Ms Sinason, who has treated 126 ritual abuse survivors, said yesterday that in many cases children were tortured by being held under water or made to believe they had witnessed the murder of infants as part of the satanic ritual.

"Some children are born for the purpose of abuse and are not registered on birth certificates," she added. "The abusers use trickery to convince children they have taken part in murder. This increases the power of the abuser."

The report will point to the difficulty of bringing prosecutions because of the problems of putting abused children into the witness box. There are currently at least five cases involving ritual abuse in the hands of lawyers.

Lee Moore, a barrister who founded the Association of Child Abuse Lawyers, and was himself a victim of ritual abuse, said it was hard to persuade people to give evidence, particularly after the 1994 report claiming satanic abuse was a myth perpetuated by social workers.

The latest report was welcomed by Dr Joan Coleman, a Surrey psychiatrist who has spent 14 years treating victims. "A lot of children are born into satanic families who indulge in this ritual abuse," she said. "It's only now that child sexual abuse is being exposed that people are beginning to believe ritual abuse exists."

The report will be studied by John Hutton, the health department minister with responsibility for child protection. He is expected to order an investigation into its findings.

Professor Jean La Fontaine replies:

Please allow me to comment on your account of an alleged report by Rob Hale and Valerie Sinason on evidence for ritual/ satanic abuse ("Satanic abuse no myth, say experts", 30 April).
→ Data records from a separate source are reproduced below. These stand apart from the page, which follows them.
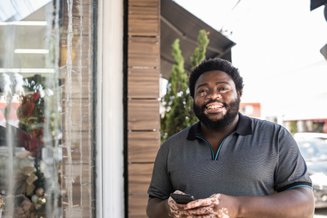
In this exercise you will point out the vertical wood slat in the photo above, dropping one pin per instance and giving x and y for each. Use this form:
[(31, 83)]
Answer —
[(143, 99)]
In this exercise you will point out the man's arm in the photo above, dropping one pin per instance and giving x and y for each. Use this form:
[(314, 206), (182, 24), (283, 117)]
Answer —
[(295, 203), (157, 208)]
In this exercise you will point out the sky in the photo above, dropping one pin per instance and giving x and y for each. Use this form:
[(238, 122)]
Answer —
[(277, 51)]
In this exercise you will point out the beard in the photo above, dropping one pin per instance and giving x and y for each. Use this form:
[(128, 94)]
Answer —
[(232, 111)]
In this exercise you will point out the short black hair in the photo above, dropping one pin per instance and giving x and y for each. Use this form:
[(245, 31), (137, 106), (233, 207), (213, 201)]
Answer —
[(216, 64)]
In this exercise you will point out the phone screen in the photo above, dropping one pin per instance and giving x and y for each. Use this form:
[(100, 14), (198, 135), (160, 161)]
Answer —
[(182, 198)]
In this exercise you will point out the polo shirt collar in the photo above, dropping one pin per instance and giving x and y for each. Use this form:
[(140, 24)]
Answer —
[(243, 127)]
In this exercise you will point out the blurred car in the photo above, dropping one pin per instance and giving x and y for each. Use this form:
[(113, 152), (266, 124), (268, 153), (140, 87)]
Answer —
[(314, 151), (310, 135)]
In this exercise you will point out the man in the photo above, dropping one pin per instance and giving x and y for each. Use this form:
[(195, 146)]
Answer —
[(235, 166)]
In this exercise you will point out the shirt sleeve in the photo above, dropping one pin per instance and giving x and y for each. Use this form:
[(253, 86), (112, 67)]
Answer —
[(160, 185), (292, 170)]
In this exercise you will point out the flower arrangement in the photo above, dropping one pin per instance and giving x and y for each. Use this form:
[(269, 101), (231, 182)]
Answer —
[(29, 189)]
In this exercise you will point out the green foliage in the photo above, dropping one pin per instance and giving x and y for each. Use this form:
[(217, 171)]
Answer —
[(177, 103)]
Their research was commissioned under the aegis of the Conservative government at least four years ago. My research to which your report also refers was not "ordered" by the Government, but came from my own professional interest in the cases. My research concerned children; Dr Hale and Ms Sinason have focused on adult "survivors", mostly women, although there are some teenagers among them, I believe.

We all approached the Department of Health for funding, although in my case the proposal was given a searching peer review and was funded by the research department; they were given funding by the policy department.
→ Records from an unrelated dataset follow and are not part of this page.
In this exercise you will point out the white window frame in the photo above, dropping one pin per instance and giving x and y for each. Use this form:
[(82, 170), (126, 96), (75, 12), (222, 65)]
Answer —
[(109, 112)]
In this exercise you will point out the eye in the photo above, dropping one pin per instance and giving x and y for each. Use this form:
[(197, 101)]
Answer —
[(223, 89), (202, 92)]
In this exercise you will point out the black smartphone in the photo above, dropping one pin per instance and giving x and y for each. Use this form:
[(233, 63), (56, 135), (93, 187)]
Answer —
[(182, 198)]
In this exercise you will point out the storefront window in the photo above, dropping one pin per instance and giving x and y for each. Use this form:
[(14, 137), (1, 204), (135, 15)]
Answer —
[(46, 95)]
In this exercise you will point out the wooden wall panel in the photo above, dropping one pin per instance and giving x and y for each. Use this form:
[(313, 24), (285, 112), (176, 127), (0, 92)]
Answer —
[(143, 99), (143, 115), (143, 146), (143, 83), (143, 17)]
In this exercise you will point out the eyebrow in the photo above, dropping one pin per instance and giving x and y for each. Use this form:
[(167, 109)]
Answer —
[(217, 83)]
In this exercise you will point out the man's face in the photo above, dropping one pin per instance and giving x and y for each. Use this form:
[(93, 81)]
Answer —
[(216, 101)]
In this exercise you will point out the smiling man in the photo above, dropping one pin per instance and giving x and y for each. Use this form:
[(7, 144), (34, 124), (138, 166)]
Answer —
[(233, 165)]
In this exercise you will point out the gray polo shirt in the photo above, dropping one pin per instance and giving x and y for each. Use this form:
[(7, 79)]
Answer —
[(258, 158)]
They were to undertake research, together with the relevant police forces, to establish evidence to corroborate allegations of ritual abuse. The report of this research was due two years ago.

t has been noted that the statements Ms Sinason made about her patients before the Department of Health had funded her were substantially the same as those she is making now.

Mark Pendergrast replies:

It is astonishing that anyone would continue to give credence to the myth of "satanic ritual abuse", which has been utterly debunked here in the United States, where it originated, and in the UK ("Satanic abuse no myth, say expert", 30 April). Yet in the UK a group of earnest but pseudo-scientific "true believers" such as Valerie Sinason continue to promote belief in this absurdity.

We all know that sex abuse is far too prevalent, but there is absolutely no evidence to support the myth of ritual abuse, other than in memory-induction of adults and suggestive questioning of small children. Shame on the Independent on Sunday for publishing this lunacy as "news" without at least seeking comment from competent memory scientists and other critics. You compounded it by citing Sinason et al as "experts". They are as much experts as those who conducted the Inquisition were "experts" in identifying witches.